As part of a larger set of articles on Appellate Law inspired by the Court of Appeals of Virginia taking on an expanded role, this article will discuss the often-overlooked but important topic of appeal bonds.
The term “appeal bond” is frequently used colloquially among the Bar to refer to two different types of bonds: (i) a suspension bond or irrevocable letter of credit and (ii) an “appeal” or cost bond. Both types of bonds are addressed in Virginia Code § 8.01-676.1 and in the appendices to Parts 5 and 5A of the Rules of the Supreme Court of Virginia.
Suspending Judgment Enforcement Pending Appeal
A suspension bond, also known as supersedas bond or an irrevocable letter of credit, is quite important as, without such, a party with a judgment can execute notwithstanding that the case is pending on appeal. To avoid this, the appealing party must post a suspension bond from a bonding company or an irrevocable letter of credit from a bank pursuant to Virginia Code § 8.01-676.1(C). A party can deposit cash into the court with the suspension bond in lieu of surety. Va. Code §§ 1-205; 8.01-676.1(S). It is important to coordinate with the clerk’s office of the court from which you are appealing to ensure this process runs smoothly.
The trial court sets the amount that needs to be covered by the suspension bond or the irrevocable letter of credit. Section 8.01-676.1(C) provides that the suspension bond or irrevocable letter of credit must be “conditioned upon the performance or satisfaction of the judgment and payment of all damages incurred in consequence of such suspension[.]” The amount is based upon the amount of the judgment plus an interest calculation for one year from the date of the notice of appeal, up to a maximum of $25 million. Va. Code § 8.01-676.1(J).

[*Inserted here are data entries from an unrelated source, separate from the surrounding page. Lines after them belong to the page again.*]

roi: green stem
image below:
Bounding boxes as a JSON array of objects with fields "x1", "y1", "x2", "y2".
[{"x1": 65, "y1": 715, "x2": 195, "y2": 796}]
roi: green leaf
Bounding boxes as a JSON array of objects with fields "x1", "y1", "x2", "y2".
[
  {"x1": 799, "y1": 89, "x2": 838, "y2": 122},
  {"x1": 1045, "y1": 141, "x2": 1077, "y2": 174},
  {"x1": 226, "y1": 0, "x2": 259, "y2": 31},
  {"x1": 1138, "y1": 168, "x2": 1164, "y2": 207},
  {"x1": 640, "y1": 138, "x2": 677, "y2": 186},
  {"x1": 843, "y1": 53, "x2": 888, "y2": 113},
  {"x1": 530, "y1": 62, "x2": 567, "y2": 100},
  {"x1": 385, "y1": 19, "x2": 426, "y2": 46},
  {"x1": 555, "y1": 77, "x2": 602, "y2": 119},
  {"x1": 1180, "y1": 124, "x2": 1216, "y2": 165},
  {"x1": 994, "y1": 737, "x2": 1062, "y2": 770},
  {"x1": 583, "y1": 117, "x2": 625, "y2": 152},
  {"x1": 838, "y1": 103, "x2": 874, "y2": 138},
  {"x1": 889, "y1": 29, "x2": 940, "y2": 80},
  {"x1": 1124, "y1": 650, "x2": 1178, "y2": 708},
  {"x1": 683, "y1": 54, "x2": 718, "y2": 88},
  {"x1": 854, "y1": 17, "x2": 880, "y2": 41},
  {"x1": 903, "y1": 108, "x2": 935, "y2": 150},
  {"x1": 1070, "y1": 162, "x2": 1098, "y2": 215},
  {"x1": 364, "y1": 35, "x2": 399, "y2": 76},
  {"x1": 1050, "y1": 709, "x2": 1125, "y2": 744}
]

Notably, in recognition of the fact that suspension of enforcement pending appeal can be especially harmful to parties in certain contexts, a court may refuse to suspend the execution of a judgment regarding support or custody in domestic relations cases or when a ruling refuses, grants, modifies or dissolves an injunction. Va. Code § 8.01-676.1(D).
On the other hand, a suspension bond or irrevocable letter of credit is not required to suspend the execution of judgment in all instances. A court has discretion to waive the filing of a suspension bond or irrevocable letter of credit for damages in excess of or other than compensatory damages. Va. Code § 8.01-676.1(L). Also, the parties can agree to waive the suspension bond/irrevocable letter of credit requirement altogether or agree to a suspension bond or irrevocable letter of credit in an amount less than the compensatory damages. Id. Further, no security for appeal is required when it is filed to protect the estate of a decedent or person under disability or the interest of the Commonwealth or a locality. Va. Code § 8.01-676.1(M).
Appeal (Cost) Bonds
As for an actual appeal bond, also known as a cost bond, appellants are required to post a bond, or alternatively an irrevocable letter of credit, conditioned on the payment of all damages, costs and fees incurred in the appellate courts. In an appeal of right, the cost bond is due with the notice of appeal. Va. Code § 8.01-676.1(A). In a petition situation, the bond is due within 15 days after the petition is granted by the Supreme Court or the Court of Appeals. Va. Code § 8.01-676.1(B). Generally, the amount of the bond is $500 but that can be changed by a trial or appellate court. Va. Code § 8.01-676.1(A), (B). As with suspension bonds, a party can deposit cash into the court with the cost bond in lieu of surety. Va. Code §§ 1-205; 8.01-676.1(S).
Civil litigators should take notice that with the expansion of Court of Appeals jurisdiction to allow appeals as of right in the vast majority of civil cases, most civil appellants will now have to file a cost bond with their notice of appeal.
The Court’s rules are relatively lenient on cost bonds. Proper execution of these bonds is not jurisdictional. The Court will not dismiss an appeal for a defective cost bond or irrevocable letter of credit unless the appellee files a statement outlining the defects in said bond or letter of credit within 21 days after receiving written notice from the appellant of the bond and the appellant fails to correct such defect within 21 days. Va. Sup. Ct. R. 5:24 and 5A:17.
Forms for Suspension and Appeal Bonds
The Rules of the Supreme Court of Virginia include appendices of forms after Parts 5 and 5A that provide helpful guidance on the proper format for a suspension bond and an appeal bond.
Appeal bonds are critical but often overlooked element of appellate case management. Thus, litigants handling appeals should be well-versed in the law governing suspension and appeal bonds.